I think it is inevitable that the relationship between NHS England and Government will have to change when all this is over. No politician likes carrying the can for other people’s failings and in this case the failings for Covid-19 belong to the senior leadership of NHS England and Public Health England.

The 2010 Lansley reforms are dead and will have to be unwound, so it is essential that if pharmacy is to have any chance of progress, our leadership bodies must lobby hard to see that the necessary changes happen in the post- Covid world.

PSNC simply has to get a fresh deal but is this likely? Not to my mind. Radical but necessary in my view is a creative arrangement that sees Government funding exit payments for smaller contractors to reduce the number of times our funding cake has to get sliced.

No politician likes carrying the can for other people’s failings

Pharmacy critical

Pharmacy should be a critical part of the Government strategy to transition out of lockdown, provided a reliable and simple test can be developed to see who has immunity to Covid-19. I see pharmacies as a network of testing centres that could be rapidly tasked with certifying who is safe to return to work.
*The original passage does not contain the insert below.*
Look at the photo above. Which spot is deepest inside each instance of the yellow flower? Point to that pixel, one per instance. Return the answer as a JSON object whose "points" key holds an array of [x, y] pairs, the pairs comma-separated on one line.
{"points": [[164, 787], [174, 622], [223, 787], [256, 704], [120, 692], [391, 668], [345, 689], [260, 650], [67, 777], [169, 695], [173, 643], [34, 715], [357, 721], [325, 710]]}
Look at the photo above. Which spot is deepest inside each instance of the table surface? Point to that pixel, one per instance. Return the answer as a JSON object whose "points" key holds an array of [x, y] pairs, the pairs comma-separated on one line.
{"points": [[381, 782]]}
It is essential that NHS ‘group think’ does not railroad this activity into general practice. Apart from anything else, GPs won’t be able to cope as mountains of routine 

work have been piling up in the background since they switched to Covid-related activity. In the long-term, when a vaccine is eventually identified, I am certain that pharmacy will need to play a big role in getting as many people vaccinated as quickly as possible.

Toxic relationship

Another thing that must change is community pharmacy’s currently toxic relationship with the NHS that currently exists in England and Northern Ireland. (Wales and Scotland are fortunate to not be in the same league of hurt.)

So what can be done? We must embed into each administration clinical leaders from our sector just as the medics have done. Many of the mistakes of the past five years have been down to a clear lack of front-line voices within the NHSE pharmacy team.

Misunderstandings of a fundamental nature continue to persist and, to put it bluntly, nobody is flying the flag for the tremendous job that community pharmacy teams do every day. This is why we end up with debacles like the CPCS and the pandemic delivery service, doomed to be repeated over and over again.

I would appoint a senior community pharmacist to work two or three days a week at NHSE to give some ‘real world’ experience and understanding, and to raise the profile and perceived value of community pharmacy.

It occurs to me that not one chief pharmaceutical officer has ever come from the largest sector of practice – community pharmacy. This must change.